Tuesday, June 7, 2011

Assignment: Tests of Achievement

I think that some standardized tests can be useful, but they shouldn’t be emphasized as much as they are. Some of these tests might be a good indicator of what children have been taught, but not always. There’s the issue of the children who are from other cultures. In many cases, they haven’t learned certain things that are apart of the dominant culture. If they were to take some of the standardized tests, they might not do well and test scorers would assume that they are less intelligent. However, they might be very skilled in other areas that weren’t on the test. Standardized tests don’t measure creativity, knowledge of nature, social skills, athletic skills etc. Many of these skills are necessary for careers later in life, but they are often pushed aside in favor of academic skills. We need creativity to be able to problem solve in almost any job. Not everyone is an athlete, but there are many jobs that require some level of fitness. In just about any job, we have to interact with others. Reading and math are important skills which we all need to learn, but why are children being tested on things they will never use? I remember questions about complicated math diagrams and concepts that I had never seen before. Being tested on information that someone has never been exposed to is pointless.
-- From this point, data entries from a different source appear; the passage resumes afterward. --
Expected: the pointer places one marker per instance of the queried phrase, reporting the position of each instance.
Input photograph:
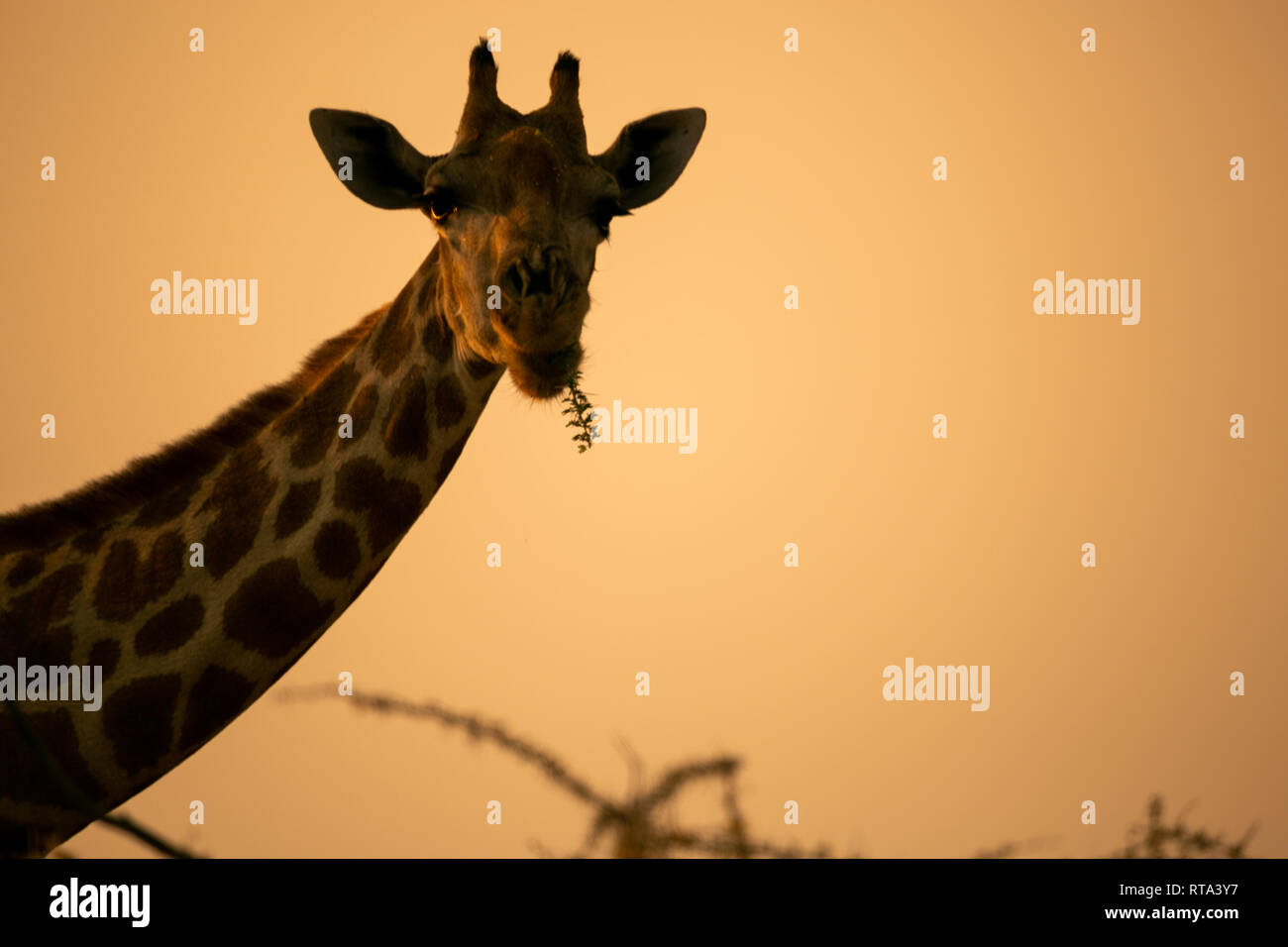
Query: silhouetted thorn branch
(75, 797)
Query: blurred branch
(80, 801)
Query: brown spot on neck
(273, 611)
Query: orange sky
(915, 299)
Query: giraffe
(292, 517)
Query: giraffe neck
(292, 523)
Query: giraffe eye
(441, 205)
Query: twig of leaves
(580, 407)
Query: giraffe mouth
(544, 376)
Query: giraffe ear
(372, 158)
(666, 140)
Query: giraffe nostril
(514, 279)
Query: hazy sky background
(814, 424)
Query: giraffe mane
(103, 500)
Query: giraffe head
(519, 205)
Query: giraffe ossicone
(292, 519)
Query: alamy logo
(206, 298)
(651, 425)
(54, 684)
(1087, 296)
(940, 684)
(73, 899)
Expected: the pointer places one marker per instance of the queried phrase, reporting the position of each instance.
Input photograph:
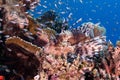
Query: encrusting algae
(46, 49)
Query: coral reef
(45, 49)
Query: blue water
(106, 12)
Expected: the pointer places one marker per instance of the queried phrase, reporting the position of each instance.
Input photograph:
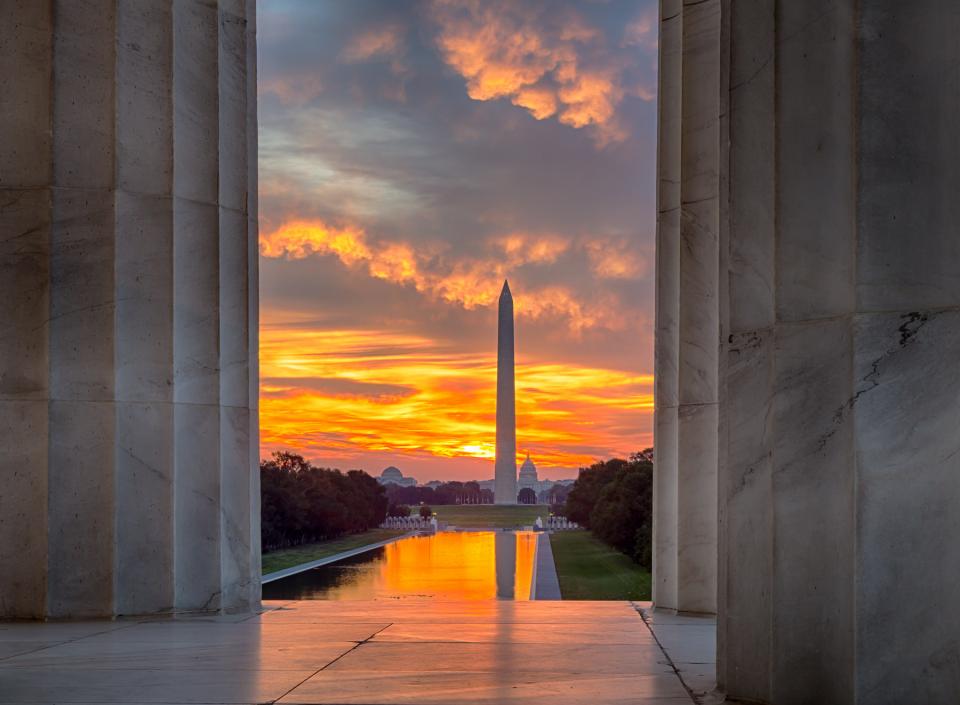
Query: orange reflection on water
(475, 565)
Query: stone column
(687, 309)
(842, 392)
(128, 264)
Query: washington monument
(505, 473)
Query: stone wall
(838, 459)
(128, 307)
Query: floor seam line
(676, 671)
(327, 665)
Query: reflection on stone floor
(374, 652)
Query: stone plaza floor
(371, 653)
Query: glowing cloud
(510, 50)
(467, 282)
(334, 392)
(612, 259)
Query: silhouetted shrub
(301, 503)
(614, 499)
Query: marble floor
(371, 653)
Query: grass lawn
(588, 569)
(285, 558)
(490, 515)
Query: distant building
(392, 475)
(528, 475)
(529, 478)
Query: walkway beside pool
(384, 652)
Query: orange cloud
(507, 50)
(335, 392)
(469, 283)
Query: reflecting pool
(450, 565)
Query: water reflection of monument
(505, 561)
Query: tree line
(614, 499)
(301, 503)
(448, 493)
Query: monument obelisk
(505, 470)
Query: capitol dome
(393, 475)
(528, 474)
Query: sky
(413, 155)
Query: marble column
(686, 436)
(840, 316)
(128, 329)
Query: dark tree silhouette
(614, 499)
(301, 503)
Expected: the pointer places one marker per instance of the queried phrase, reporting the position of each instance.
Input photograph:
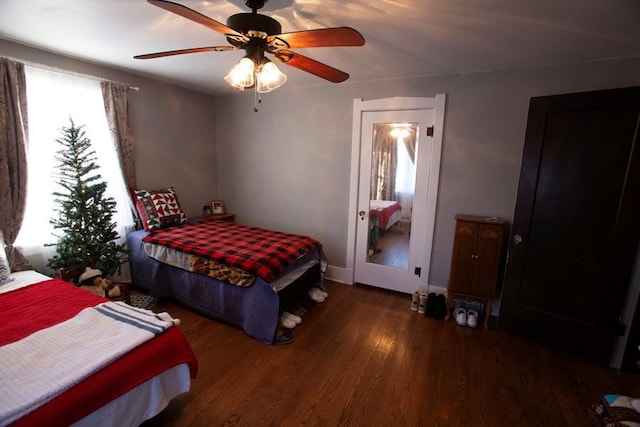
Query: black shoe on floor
(440, 311)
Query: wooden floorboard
(362, 358)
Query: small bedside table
(223, 217)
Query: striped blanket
(264, 253)
(70, 351)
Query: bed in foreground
(229, 272)
(72, 357)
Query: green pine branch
(83, 220)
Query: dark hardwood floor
(362, 358)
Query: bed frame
(254, 309)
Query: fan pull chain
(256, 95)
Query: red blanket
(384, 215)
(38, 306)
(264, 253)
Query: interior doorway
(396, 147)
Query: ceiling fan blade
(191, 14)
(324, 37)
(183, 51)
(310, 66)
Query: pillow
(159, 209)
(5, 270)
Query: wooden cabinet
(476, 260)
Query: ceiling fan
(258, 34)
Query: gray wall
(287, 166)
(174, 128)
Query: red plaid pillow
(159, 209)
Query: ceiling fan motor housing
(245, 22)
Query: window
(53, 98)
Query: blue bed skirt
(255, 309)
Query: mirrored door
(394, 175)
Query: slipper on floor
(295, 318)
(283, 336)
(287, 322)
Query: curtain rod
(68, 72)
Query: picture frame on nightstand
(217, 207)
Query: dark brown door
(577, 221)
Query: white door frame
(360, 106)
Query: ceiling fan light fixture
(241, 75)
(269, 77)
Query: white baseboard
(345, 276)
(339, 274)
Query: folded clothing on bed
(262, 252)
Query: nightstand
(223, 217)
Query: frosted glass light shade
(270, 77)
(241, 75)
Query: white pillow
(5, 270)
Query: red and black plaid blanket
(264, 253)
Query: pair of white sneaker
(466, 317)
(290, 320)
(318, 295)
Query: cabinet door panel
(463, 256)
(487, 260)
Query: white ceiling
(404, 38)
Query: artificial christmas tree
(84, 226)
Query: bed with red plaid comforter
(264, 253)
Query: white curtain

It only proves that it hasn’t been taught. It doesn’t measure anyone’s intelligence or achievement. There’s also the issue of children with special needs not being able to complete some parts of the tests. How can we assess them in the same way? They might have the same level of skills and intelligence, but cannot complete the test in the format in which it’s given. Finally, focusing on preparation for standardized tests leaves less time for classroom teachers to introduce other areas of curriculum or to do assessments of their own. Children need more hands on experiences and should be assessed by those who know them and their learning style.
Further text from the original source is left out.